The African migrants survived a tragedy in which some 150 people may have died, a recent estimate said on Friday.
Italy’s Interior Minister Matteo Salvini Friday announced that 135 migrants, who remain at an Italian Coast Guard vessel, will not disembark in his country unless European countries agree to welcome them.
"The European Commission has been officially requested to coordinate the distribution operations of immigrants remaining on board an Italian Coast Guard vessel. It is about 135 people. Awaiting official responses, no port has been assigned for the landing," Interior Minister sources told the media.
On Thursday, the Italian Coast Guard rescued African migrants who were in pneumatic boats drifting in the Mediterranean. The Italian officials also transshipped about fifty shipwrecks who had been rescued by the Italian fishing vessel Accursio Giarratano in international waters off Malta, a country that refused to receive them.
"I have ordered that no port be assigned before there is a redistribution across Europe of all migrants on board" Salvini said.
"Salvini closes ports also to the Italian Coast Guard: 135 migrants are waiting for a port. He announced that, pending replies from Europe, no port was assigned for landing migrants."
On July 23, fourteen EU countries carried out a meeting in Paris and gave their "agreement of principle" to a Franco-German initiative to create a temporary solidarity mechanism which allows the landing of rescued migrants and their subsequent distribution among EU territories. During this meeting, in which Italy did not participate, Salvini said it was "an error of form and substance".
Commenting on the French President Emmanuel Macron's proposal, the far right Italian minister said that "Italy will not be your refugee camp... If he expects us to sign a document [allowing] ships arrive at Italy, he is wrong... We are not anyone's escort ladies... I do not take lessons in generosity and democracy from Macron."
Despite the “Closed Ports” policy promoted by Salvini, hundreds of African shipwreckers are still arriving in Italy.
The Office of the United Nations High Commissioner for Refugees (UNHCR) reported Thursday about the possible death of 150 migrants who were shipwrecked off the coast of Libya while trying to reach Europe.

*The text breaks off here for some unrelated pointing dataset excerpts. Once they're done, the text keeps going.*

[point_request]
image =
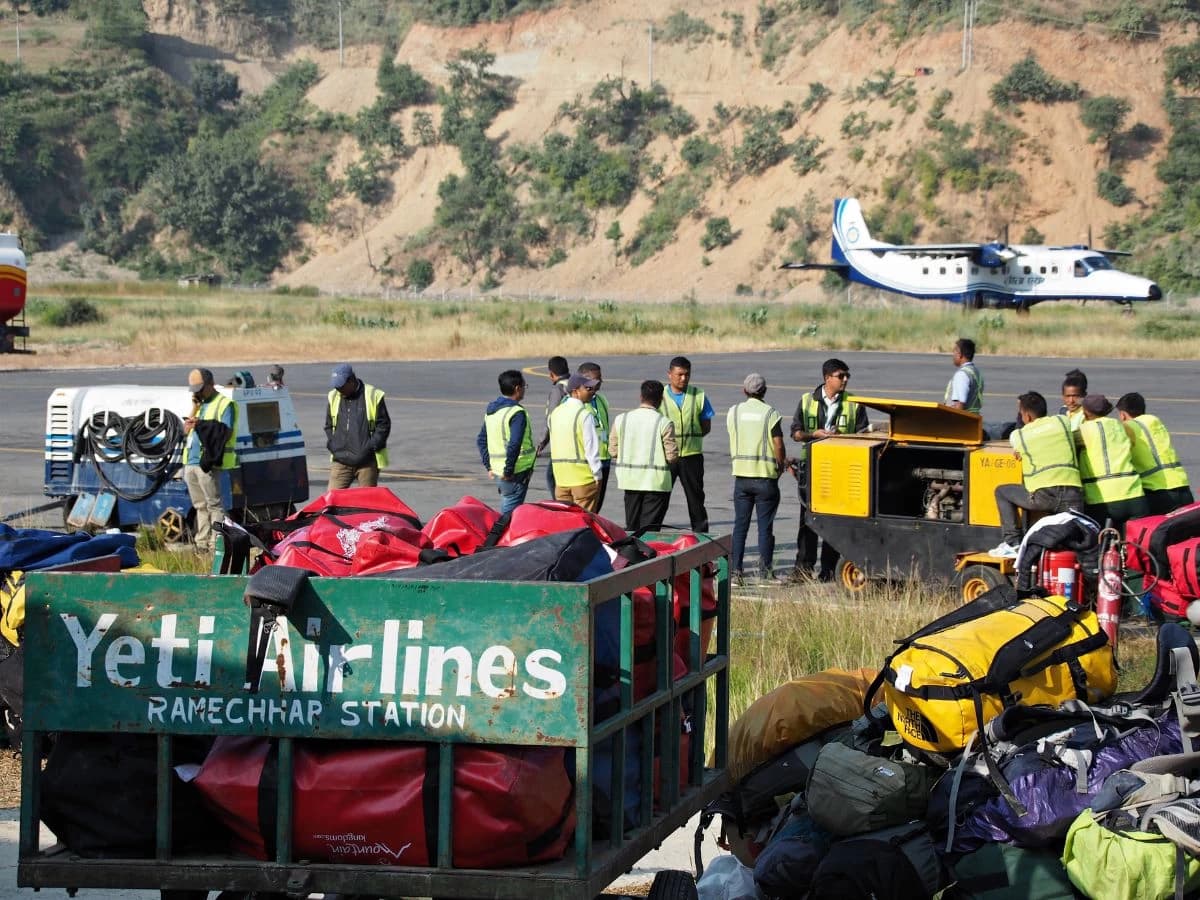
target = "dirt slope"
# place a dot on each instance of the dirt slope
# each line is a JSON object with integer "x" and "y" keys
{"x": 565, "y": 52}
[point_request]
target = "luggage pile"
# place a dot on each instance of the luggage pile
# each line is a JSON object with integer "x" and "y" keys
{"x": 375, "y": 802}
{"x": 1165, "y": 550}
{"x": 988, "y": 757}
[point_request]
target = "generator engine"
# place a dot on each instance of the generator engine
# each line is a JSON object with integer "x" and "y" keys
{"x": 943, "y": 493}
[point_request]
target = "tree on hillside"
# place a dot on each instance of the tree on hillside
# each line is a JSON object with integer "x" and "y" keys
{"x": 213, "y": 87}
{"x": 117, "y": 24}
{"x": 1103, "y": 118}
{"x": 229, "y": 202}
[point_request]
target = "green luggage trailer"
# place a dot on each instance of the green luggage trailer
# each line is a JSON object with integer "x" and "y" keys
{"x": 166, "y": 655}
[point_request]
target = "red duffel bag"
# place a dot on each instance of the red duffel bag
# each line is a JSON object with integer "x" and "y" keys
{"x": 335, "y": 546}
{"x": 537, "y": 520}
{"x": 461, "y": 529}
{"x": 366, "y": 803}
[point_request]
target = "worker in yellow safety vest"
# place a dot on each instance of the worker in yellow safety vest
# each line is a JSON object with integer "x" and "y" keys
{"x": 600, "y": 411}
{"x": 642, "y": 447}
{"x": 575, "y": 445}
{"x": 357, "y": 430}
{"x": 1163, "y": 479}
{"x": 1111, "y": 485}
{"x": 965, "y": 389}
{"x": 825, "y": 411}
{"x": 691, "y": 413}
{"x": 210, "y": 433}
{"x": 756, "y": 450}
{"x": 505, "y": 442}
{"x": 1050, "y": 478}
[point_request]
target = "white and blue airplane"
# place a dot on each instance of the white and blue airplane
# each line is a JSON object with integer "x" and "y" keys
{"x": 993, "y": 275}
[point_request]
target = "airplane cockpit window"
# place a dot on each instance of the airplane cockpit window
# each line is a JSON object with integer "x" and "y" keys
{"x": 1091, "y": 264}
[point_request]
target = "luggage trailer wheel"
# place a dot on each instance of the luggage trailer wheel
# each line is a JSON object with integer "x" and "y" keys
{"x": 850, "y": 576}
{"x": 172, "y": 526}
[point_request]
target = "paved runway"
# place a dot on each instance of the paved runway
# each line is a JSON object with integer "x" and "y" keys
{"x": 437, "y": 407}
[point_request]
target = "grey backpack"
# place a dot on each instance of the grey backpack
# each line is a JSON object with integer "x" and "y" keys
{"x": 851, "y": 792}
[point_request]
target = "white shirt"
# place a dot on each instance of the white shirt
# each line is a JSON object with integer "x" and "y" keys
{"x": 833, "y": 405}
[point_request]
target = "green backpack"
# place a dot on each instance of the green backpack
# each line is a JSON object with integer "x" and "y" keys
{"x": 851, "y": 792}
{"x": 1102, "y": 862}
{"x": 1002, "y": 871}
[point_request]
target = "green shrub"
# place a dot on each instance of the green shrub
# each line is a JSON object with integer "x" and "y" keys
{"x": 678, "y": 198}
{"x": 682, "y": 28}
{"x": 1026, "y": 81}
{"x": 419, "y": 274}
{"x": 718, "y": 233}
{"x": 1183, "y": 65}
{"x": 1103, "y": 117}
{"x": 72, "y": 312}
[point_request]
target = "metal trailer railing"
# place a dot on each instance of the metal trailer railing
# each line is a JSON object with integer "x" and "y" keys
{"x": 95, "y": 651}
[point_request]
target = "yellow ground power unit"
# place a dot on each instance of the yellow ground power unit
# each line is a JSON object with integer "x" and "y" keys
{"x": 911, "y": 501}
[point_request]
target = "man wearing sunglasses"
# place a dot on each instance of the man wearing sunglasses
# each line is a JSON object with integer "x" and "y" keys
{"x": 827, "y": 411}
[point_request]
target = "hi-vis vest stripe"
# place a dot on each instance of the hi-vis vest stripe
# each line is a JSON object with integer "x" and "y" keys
{"x": 1048, "y": 454}
{"x": 499, "y": 430}
{"x": 975, "y": 394}
{"x": 641, "y": 461}
{"x": 567, "y": 454}
{"x": 1153, "y": 456}
{"x": 1107, "y": 465}
{"x": 687, "y": 420}
{"x": 600, "y": 412}
{"x": 214, "y": 411}
{"x": 810, "y": 409}
{"x": 373, "y": 396}
{"x": 750, "y": 447}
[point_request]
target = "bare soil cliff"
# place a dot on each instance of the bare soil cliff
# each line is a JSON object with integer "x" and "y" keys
{"x": 563, "y": 53}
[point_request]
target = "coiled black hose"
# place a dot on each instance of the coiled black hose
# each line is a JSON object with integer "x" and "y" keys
{"x": 147, "y": 443}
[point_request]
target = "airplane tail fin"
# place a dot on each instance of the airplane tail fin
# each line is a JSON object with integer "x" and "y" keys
{"x": 850, "y": 231}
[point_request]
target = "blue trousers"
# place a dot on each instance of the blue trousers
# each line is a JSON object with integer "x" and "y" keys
{"x": 759, "y": 496}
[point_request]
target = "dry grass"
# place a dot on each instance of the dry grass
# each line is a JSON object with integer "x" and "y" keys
{"x": 787, "y": 633}
{"x": 159, "y": 323}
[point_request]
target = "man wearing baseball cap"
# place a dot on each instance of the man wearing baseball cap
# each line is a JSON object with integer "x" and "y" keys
{"x": 210, "y": 433}
{"x": 1111, "y": 484}
{"x": 357, "y": 429}
{"x": 575, "y": 445}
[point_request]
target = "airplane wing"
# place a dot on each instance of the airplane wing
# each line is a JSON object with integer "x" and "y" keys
{"x": 931, "y": 249}
{"x": 840, "y": 268}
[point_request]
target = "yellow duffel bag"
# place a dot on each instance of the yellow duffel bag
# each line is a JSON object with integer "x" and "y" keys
{"x": 954, "y": 675}
{"x": 793, "y": 713}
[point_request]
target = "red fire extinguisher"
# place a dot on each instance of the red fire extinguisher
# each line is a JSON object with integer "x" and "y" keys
{"x": 1108, "y": 592}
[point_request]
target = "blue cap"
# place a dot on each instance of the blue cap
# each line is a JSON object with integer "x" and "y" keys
{"x": 341, "y": 375}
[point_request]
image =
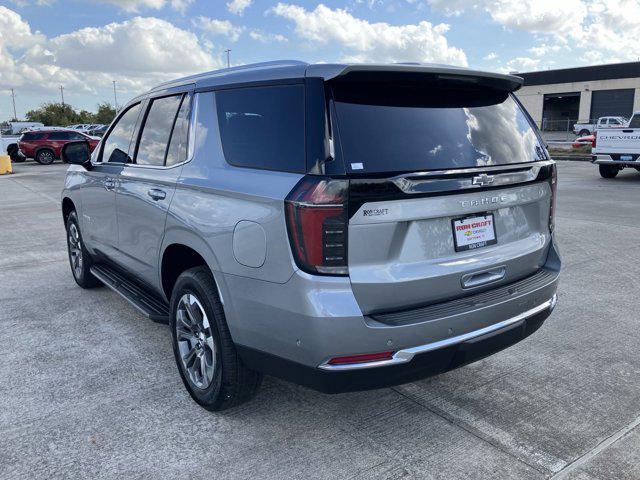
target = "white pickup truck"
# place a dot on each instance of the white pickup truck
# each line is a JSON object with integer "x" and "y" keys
{"x": 583, "y": 129}
{"x": 617, "y": 148}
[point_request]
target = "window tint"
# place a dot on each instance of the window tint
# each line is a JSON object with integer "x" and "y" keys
{"x": 263, "y": 127}
{"x": 116, "y": 146}
{"x": 430, "y": 127}
{"x": 180, "y": 137}
{"x": 157, "y": 130}
{"x": 27, "y": 137}
{"x": 59, "y": 136}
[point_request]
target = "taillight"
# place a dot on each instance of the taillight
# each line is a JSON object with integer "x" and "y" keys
{"x": 554, "y": 194}
{"x": 316, "y": 213}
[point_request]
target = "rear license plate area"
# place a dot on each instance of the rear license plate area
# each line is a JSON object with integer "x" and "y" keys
{"x": 473, "y": 232}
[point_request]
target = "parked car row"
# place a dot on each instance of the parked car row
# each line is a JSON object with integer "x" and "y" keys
{"x": 45, "y": 145}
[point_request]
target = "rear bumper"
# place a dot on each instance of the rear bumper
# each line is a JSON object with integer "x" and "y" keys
{"x": 291, "y": 330}
{"x": 609, "y": 160}
{"x": 422, "y": 364}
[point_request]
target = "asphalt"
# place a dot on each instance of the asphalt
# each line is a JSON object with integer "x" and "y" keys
{"x": 89, "y": 388}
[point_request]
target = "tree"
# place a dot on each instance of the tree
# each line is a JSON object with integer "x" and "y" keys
{"x": 54, "y": 114}
{"x": 105, "y": 114}
{"x": 62, "y": 115}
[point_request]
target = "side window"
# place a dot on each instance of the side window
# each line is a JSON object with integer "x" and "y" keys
{"x": 263, "y": 127}
{"x": 179, "y": 142}
{"x": 59, "y": 136}
{"x": 158, "y": 124}
{"x": 116, "y": 145}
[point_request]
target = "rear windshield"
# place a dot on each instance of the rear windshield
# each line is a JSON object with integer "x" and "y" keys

This tragedy occurred because most rescue ships are not active due to seizure threats made by the Italian authorities.
The only operational ship is the "Ocean Viking" of SOS Mediterranée and Doctors without Borders, but has not yet reached the area, and the Open Arms ship is docked in Sicily.
On Friday, the UNHCR demanded from the European Union (EU) to resume maritime rescue operations and recognize the important role of humanitarian organizations in such tasks.
"NGOs are crucial in search and rescue operations. Their efforts should not be stigmatized or criminalized. There must also be EU rescue vessels in the Mediterranean," Charlie Yaxley, the UNHCR spokesperson said in Geneva.
"The Libya wreck shows once again how urgent our requests are to Europe and other governments to restore rescue operations and help in the suffering of thousands of refugees and migrants trapped in the Libyan conflict."
This accident happened when a wooden boat, in which about 300 Eritrean and Sudanese migrants were sailing, had engine problems and began to sink.
The Libyan Coast Guard took about 80 shipwrecks to the Tajura detention center, a site south of Tripoli which is not safe. According to reports, 50 migrants died in there after a bombing on June.
"In that center there are about 300 detainees, something that is totally unacceptable, so we ask that they be released," the UNHCR spokesman said.
According to data from the International Organization for Migration (IOM), 683 people have died so far this year on the three main routes of emigration in the Mediterranean.